There are no known seasonal trends with any of GRI’s products as we sell to distributors and OEMs. Our products are related to the housing industry and fluctuate according to construction trends.

Recently published accounting position papers

In june 2016 the FASB published ASU 2016-13, “Financial Instruments – Credit Losses (Topic 326)”, which was subsequently amended in February 2020 by ASU 2020-02, “Financial instruments – Credit losses (subject 326) and leases (subject 842)”. The Amendments introduce a depreciation model based on expected credit losses, rather than incurred losses, to estimate credit losses on certain types of financial instruments (for example, loans and securities held to date). maturity), including certain off-balance sheet financial instruments (for example, loan commitments). Expected credit losses should take into account historical information, current information and reasonable and supportable forecasts, including estimates of prepayments, over the term of the contract. Financial instruments with similar risk characteristics can be grouped together when estimating expected credit losses. The update with modification is effective for the financial years opened after December 15, 2022, including the interim periods within these years. The Company does not believe that these new guidelines will have a material impact on its financial statements and will implement the information relating to this update as of 2023.

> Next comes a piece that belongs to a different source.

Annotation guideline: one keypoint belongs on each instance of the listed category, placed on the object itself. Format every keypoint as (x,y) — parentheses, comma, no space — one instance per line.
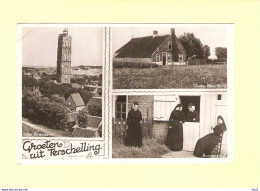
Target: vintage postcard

In January 2020, the FASB published ASU 2020-01, “Investments – Equity securities
(Subject 321), Investments – Equity method and joint ventures (Subject 323), and Derivatives and coverage (Subject 815) – Clarification of the interactions between subject 321, subject 323 and subject 815. Emerging Issues Working Group and should increase the comparability of the accounting for these transactions. ASU 2016-01 made targeted improvements to the recognition of financial instruments, in particular by giving an entity the ability to measure certain equity securities without an easily determinable fair value at cost, less any impairment, plus or minus the variations resulting from observable price variations in ordered transactions for the same or similar investment of the same issuer. Among other matters, the amendments specify that an entity must take into account observable transactions that require it to apply or abandon the equity method. ASU 2020-01 came into effect for the Company in the first quarter of 2021. The adoption of this standard had no impact on the Company’s summary financial statements.

There are no other new accounting pronouncements that are expected to have a material impact on our financial statements.


                          GEORGE RISK INDUSTRIES, INC.